Mas de quais eleições Rovai está falando?

Daquelas que os golpistas vão aceitar antecipar? Ou das eleições 2018?

Não fica claro. Assim como não fica claro para quem eles iriam perder as eleições.

Aliás, a única coisa que está absolutamente clara no texto de Rovai, do começo até o fim, é que na opinião dele Dilma “não teria mais condições de voltar à presidência”.

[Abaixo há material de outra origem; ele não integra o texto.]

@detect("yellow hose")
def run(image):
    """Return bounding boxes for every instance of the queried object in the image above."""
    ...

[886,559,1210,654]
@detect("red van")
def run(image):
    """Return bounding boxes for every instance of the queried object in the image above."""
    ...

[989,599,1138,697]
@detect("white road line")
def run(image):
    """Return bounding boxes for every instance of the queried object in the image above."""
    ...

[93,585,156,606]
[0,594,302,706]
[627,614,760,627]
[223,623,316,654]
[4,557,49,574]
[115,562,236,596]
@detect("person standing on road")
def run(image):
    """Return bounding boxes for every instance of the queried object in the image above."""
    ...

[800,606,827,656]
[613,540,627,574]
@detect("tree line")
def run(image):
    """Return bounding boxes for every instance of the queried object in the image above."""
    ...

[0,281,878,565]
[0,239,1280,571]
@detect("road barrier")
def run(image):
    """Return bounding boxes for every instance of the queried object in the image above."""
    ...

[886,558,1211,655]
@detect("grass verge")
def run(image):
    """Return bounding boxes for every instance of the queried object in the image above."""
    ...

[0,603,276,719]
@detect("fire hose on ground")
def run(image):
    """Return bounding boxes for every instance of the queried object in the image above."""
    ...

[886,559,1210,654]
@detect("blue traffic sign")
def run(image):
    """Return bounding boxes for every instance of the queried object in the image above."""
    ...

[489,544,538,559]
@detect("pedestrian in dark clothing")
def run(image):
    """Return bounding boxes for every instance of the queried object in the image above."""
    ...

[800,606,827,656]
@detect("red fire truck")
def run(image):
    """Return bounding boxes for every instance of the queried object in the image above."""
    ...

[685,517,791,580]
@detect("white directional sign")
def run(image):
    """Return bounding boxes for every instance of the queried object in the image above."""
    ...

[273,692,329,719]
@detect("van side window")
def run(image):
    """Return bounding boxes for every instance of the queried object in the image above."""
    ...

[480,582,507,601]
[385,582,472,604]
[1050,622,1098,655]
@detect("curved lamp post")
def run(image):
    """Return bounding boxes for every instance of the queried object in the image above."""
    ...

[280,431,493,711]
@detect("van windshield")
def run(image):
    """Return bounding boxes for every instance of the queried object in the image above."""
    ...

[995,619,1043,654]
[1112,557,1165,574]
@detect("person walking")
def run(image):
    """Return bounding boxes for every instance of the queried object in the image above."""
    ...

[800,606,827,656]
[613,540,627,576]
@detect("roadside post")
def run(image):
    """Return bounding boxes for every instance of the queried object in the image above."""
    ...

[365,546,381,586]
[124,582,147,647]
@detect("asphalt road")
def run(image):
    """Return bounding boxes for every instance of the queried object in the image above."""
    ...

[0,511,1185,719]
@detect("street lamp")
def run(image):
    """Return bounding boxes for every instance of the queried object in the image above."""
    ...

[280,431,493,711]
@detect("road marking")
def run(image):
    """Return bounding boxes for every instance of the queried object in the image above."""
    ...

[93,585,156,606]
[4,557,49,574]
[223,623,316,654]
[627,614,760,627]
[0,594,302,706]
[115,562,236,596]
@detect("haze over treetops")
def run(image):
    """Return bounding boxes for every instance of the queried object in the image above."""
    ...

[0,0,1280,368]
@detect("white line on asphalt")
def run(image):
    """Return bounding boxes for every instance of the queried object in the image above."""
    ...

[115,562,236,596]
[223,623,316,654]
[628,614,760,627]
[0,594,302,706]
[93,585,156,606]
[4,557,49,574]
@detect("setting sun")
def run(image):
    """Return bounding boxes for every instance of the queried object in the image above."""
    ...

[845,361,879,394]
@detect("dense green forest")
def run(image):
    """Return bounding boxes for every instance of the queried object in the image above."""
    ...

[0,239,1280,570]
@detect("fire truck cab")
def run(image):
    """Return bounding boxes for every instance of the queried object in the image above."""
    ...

Linha de argumentar ("Dilma não tem mais condições") que facilmente pode nos conduzir a outra (Lula e o PT não tem mais condições) e daí para o suicídio político faltaria pouco.

Para concluir, um resumo:

1. A crise política é imensa e de difícil solução. Suas raízes são múltiplas: a crise internacional, a crise econômico-social nacional, a crise político-institucional. Qualquer que seja o resultado da votação de mérito no Senado, a crise vai prosseguir. E não será resolvida através de um pacto;

2. A situação é tão complexa e difícil, que proliferam, em todos os setores sociais e políticos, soluções mágicas, balas de prata e sortilégios que supostamente permitiriam as coisas voltarem a ser mais ou menos como eram antes. Mas há uma lei que diz: a pasta de dentes não voltará ao tubo de onde saiu;

3. As forças democrático-populares e socialistas sofreram uma grande derrota. Esta grande derrota é anterior a votação da admissiblidade do impeachment na Câmara e no Senado. A grande derrota de que falamos ocorreu quando deixamos de ter o apoio majoritário da classe trabalhadora. Enquanto mantivemos este apoio, ganhamos quatro eleições presidenciais seguidas. Quando perdemos este apoio, começamos a sofrer o impeachment;

4. Recuperar o apoio da classe trabalhadora é nossa grande tarefa estratégica. Ganhando ou perdendo a votação de mérito no Senado, esta tarefa continuará posta. Ela será mais fácil de cumprir, se voltarmos ao governo, sempre e quanto voltarmos ao governo conscientes de que nosso programa, nossa política de alianças e nossa atitude geral devem ser outras;

5. A luta contra o impeachment e em defesa dos direitos atacados pelo governo golpista não deve ser vista, portanto, como "a última batalha da guerra antiga". Ao contrário, devemos ver a luta pelo Fora Temer e em defesa dos direitos como "a primeira batalha de uma nova guerra". Portanto, queremos vencer esta batalha contra os golpistas, queremos por Temer para fora e voltar à presidência, orientados por uma nova estratégia;

6. Por tudo isto é fundamental que a presidenta Dilma Rousseff divulgue uma carta deixando claro o que fará, quando voltar à presidência. Por isto, também, torna-se fundamental colocar em discussão a necessidade de uma Constituinte e a luta por uma reforma política. Por isto não devemos aceitar supostas soluções "pactuadas" que relativizem o golpe nem que facilitem a vida dos golpistas;

7. Defender novas eleições, hoje, equivale a defender uma renúncia parcial ao mandato conquistado em 2014. Defender um plebiscito para decidir sobre a convocação de novas eleições é apenas uma variante mais complicada da mesma proposta. São propostas que podem vir a ser corretas, caso a maioria do Senado aprove o impeachment. Neste caso, será justo lutar para abreviar o mandato de um governo ilegítimo e golpista. Assim como é justo colocar em discussão um plebiscito para convocar uma Assembleia Constituinte e fazer a reforma política.

Finalmente: fora Temer, vamos reconquistar a presidência!